The advantage of dynamic polymorphism is allocating the memory space for the method at run time. Dynamic polymorphism is effective utilization of the resources, So Java always use dynamic polymorphism.
Hi,
The post was good. Got a good idea.
However, I am wondering why we need to say derived is a friend of the base;
more precisely this
friend class Base;
friend class Base;
why derived need to know about the base or simply what is the use case?

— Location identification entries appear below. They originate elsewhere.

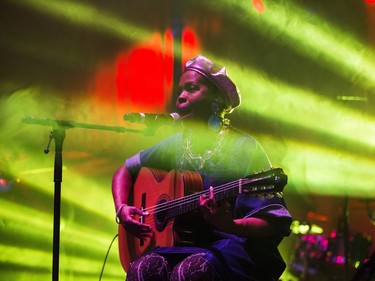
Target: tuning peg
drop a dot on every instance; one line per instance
(279, 194)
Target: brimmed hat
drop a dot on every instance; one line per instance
(217, 74)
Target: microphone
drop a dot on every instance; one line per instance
(152, 120)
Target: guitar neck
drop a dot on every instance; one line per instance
(267, 182)
(190, 202)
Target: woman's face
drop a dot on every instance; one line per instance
(195, 97)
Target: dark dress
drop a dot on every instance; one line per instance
(235, 156)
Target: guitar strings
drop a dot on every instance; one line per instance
(193, 198)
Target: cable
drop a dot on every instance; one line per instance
(106, 256)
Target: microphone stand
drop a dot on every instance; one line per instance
(58, 133)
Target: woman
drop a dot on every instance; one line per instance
(233, 239)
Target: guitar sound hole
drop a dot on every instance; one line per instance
(161, 215)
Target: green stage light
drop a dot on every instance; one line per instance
(308, 34)
(275, 100)
(86, 15)
(318, 170)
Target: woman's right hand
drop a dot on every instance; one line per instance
(129, 219)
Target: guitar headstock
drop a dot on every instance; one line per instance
(268, 182)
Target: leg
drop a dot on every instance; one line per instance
(151, 267)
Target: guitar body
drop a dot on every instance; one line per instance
(175, 194)
(154, 188)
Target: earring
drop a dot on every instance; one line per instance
(214, 123)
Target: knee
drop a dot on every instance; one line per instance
(194, 267)
(148, 267)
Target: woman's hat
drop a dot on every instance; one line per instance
(217, 74)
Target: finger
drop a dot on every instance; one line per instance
(136, 211)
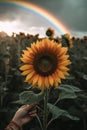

This allows the base class to access the private methods from the derived class. For instance, if you wanted to have a private virtual method, you could instead use CRTP and friendship to accomplish the same thing.
> the only hit you should take (if any) would be at compile time, not binary size.
Of course you’re duplicating code. The compiler has to duplicate the code of all the methods that are calling the overridden function, _directly or indirectly_. Think about it: how can you have a single version of `CanPerformAction()` doing two different things? You don’t, you have two versions of it. Same with every function calling `CanPerformAction()` and so on. Now imagine modelling a Widget hierarchy with CRTP, your exe would explode.
Coming *extremely* late to the party, like, several years, late, but…
What’s the point of having Base::CanPerformAction()?
If we have code dealing with just one type, Derived1, can’t we call Derived1::CanPerformAction() directly?
If we have code where the type is a template argument, we can call T::CanPerformAction(). We can even have a traits class that defined CanPerformAction() for those types that don’t have built-in method.
There’s lot of ways to implement this; I think when I was writing this code, the goal was to not expose public APIs on all of the derived classes, but instead only allow access through the base class. But this could be done in other ways (traits class and friendship comes to mind).